In 1730, Squire Boone (Daniel’s father) built a one-and-a-half log cabin in the Oley Valley, which Daniel Boone was later born in. In 1741, the property was expanded after Squire purchased an additional 25 acres of land for use as a pasture for his dairy cattle.
In the summers, Daniel was given charge of the cattle, which he protected from wildlife such as black bear, bobcats, and mountain lions by keeping watch from a rustic cabin located at the edge of the pasture.
Today, the Daniel Boone Homestead is the site of historically-accurate theatrical portrayal of frontier life. The staff at the Homestead interpret the lives of the three main families that lived on the property: the Boones, the Maugridges, and the DeTurks.

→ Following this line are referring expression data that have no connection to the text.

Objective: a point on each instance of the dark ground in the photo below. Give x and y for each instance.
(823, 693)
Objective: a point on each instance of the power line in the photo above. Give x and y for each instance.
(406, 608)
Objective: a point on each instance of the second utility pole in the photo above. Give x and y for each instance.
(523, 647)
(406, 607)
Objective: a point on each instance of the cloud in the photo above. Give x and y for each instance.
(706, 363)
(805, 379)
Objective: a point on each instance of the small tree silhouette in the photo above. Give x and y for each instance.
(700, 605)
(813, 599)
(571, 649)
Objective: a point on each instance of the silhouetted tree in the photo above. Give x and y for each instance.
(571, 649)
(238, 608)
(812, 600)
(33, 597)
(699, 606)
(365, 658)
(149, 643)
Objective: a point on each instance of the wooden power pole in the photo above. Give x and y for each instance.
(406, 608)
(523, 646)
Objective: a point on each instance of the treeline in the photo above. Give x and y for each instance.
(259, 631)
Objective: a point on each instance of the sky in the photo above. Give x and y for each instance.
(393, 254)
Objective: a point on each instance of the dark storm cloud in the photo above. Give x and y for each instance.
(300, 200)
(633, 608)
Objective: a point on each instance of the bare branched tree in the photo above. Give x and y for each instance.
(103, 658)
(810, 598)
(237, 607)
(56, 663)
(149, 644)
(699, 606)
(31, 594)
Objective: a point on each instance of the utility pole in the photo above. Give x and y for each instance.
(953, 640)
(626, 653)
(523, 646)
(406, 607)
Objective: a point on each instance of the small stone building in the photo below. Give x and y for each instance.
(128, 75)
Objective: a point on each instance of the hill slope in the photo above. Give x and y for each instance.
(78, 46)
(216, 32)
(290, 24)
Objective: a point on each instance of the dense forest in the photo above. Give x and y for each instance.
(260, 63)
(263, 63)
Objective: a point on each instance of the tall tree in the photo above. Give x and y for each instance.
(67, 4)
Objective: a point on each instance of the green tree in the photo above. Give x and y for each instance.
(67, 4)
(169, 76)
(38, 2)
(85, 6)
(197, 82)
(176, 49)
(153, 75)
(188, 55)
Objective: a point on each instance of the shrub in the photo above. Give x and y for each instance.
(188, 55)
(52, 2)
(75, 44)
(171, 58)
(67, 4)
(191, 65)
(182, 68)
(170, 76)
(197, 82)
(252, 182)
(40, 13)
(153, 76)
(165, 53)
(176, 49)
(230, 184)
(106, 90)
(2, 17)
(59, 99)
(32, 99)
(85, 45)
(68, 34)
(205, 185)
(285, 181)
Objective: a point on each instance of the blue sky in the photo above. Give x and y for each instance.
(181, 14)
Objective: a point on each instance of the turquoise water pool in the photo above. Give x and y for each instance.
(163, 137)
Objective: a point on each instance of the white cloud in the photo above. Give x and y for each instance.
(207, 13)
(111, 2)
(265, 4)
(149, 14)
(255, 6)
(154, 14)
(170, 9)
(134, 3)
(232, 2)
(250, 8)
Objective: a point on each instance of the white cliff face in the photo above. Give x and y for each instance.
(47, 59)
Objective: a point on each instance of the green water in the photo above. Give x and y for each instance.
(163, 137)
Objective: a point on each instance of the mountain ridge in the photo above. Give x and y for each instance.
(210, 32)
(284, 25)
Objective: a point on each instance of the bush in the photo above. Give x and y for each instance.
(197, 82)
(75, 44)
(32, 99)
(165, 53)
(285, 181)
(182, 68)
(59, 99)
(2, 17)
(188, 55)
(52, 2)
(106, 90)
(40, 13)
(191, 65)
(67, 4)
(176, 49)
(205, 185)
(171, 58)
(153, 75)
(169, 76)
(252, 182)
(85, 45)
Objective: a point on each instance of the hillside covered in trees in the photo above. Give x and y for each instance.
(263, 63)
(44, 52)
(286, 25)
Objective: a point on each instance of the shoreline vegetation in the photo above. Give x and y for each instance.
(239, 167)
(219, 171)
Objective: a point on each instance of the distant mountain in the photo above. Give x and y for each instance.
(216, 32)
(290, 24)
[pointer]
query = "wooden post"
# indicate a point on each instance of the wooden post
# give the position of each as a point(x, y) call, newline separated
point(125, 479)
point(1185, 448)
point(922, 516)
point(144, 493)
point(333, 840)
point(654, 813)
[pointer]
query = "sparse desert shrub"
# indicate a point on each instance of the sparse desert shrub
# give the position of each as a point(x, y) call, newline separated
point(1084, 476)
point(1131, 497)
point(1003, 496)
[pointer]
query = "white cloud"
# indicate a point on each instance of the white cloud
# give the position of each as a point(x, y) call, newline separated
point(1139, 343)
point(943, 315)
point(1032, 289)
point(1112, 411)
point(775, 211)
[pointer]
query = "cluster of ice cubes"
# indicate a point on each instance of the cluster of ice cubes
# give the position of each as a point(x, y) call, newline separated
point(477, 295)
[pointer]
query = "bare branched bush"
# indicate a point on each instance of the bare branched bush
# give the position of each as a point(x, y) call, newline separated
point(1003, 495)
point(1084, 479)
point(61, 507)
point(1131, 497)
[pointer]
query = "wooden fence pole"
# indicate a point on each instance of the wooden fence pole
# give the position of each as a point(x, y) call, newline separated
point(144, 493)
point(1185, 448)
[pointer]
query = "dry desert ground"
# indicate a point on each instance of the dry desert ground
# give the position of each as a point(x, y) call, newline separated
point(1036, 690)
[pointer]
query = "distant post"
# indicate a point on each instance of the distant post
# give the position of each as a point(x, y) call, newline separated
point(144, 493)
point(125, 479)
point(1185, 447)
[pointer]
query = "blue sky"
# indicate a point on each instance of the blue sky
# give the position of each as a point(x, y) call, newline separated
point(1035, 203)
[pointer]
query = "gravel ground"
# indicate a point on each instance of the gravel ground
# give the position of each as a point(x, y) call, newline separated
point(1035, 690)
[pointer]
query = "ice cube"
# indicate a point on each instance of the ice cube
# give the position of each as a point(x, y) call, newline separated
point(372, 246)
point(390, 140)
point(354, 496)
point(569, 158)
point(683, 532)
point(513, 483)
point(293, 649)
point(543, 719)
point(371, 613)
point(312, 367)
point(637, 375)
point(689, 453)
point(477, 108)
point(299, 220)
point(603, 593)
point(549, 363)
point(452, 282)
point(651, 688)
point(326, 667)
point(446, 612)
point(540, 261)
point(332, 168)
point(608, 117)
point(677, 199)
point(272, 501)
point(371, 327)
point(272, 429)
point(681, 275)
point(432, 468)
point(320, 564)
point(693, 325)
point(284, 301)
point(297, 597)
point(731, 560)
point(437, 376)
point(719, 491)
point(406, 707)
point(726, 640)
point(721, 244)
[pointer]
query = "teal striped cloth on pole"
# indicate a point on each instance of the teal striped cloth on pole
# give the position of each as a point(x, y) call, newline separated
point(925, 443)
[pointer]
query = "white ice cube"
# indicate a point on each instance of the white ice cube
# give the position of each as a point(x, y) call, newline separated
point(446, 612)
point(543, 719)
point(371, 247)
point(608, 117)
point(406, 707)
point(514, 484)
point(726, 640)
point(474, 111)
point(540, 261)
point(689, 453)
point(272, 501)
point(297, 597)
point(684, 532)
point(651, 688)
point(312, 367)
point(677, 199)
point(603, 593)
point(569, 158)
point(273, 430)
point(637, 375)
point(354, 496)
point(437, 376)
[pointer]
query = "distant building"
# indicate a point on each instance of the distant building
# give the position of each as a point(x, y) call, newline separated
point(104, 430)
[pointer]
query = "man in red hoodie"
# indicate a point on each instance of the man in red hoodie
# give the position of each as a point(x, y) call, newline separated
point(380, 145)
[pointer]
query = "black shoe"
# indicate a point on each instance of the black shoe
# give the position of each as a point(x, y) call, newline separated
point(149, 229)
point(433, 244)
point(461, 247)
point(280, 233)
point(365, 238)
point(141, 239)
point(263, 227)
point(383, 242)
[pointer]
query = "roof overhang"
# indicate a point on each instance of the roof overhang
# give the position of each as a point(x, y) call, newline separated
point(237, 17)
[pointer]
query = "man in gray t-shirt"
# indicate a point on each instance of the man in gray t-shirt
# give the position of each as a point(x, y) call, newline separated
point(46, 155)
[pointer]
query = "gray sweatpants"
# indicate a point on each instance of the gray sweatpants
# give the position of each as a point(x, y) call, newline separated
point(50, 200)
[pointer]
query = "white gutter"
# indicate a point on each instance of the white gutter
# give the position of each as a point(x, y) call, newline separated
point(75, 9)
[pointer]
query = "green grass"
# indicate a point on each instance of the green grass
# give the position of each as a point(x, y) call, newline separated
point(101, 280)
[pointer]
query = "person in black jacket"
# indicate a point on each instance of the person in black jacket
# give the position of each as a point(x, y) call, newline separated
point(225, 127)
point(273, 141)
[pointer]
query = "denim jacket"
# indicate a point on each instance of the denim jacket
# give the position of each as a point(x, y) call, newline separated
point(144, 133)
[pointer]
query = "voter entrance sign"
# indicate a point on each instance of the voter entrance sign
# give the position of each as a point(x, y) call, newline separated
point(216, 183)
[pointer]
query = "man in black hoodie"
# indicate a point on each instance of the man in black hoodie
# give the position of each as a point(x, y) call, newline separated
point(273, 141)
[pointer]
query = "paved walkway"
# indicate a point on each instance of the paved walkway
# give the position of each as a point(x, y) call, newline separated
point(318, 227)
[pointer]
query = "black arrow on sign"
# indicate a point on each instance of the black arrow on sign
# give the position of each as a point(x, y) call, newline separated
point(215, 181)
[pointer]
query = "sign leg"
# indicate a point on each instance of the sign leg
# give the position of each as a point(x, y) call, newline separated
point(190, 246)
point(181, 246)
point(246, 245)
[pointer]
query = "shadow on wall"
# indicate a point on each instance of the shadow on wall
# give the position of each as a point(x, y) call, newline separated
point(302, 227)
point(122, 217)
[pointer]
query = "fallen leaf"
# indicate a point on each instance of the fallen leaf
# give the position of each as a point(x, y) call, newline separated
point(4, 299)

Boonecroft, located in nearby Exeter Township, is considered to be the ancestral home of the Boone family in America. It was built by Quaker settler Geroge Boone III (grandfather of the famous Daniel), and includes the remains of a chimney and fireplace, as well as an adjacent two-and-a-half story stone farmhouse built in the Colonial English style.
It is made of fieldstone with sandstone quoins, and has a slate-covered gable roof. The property also features a contributing guesthouse/springhouse, smokehouse, and barn. Boonecroft was added to the National Register of Historic Places in 1982.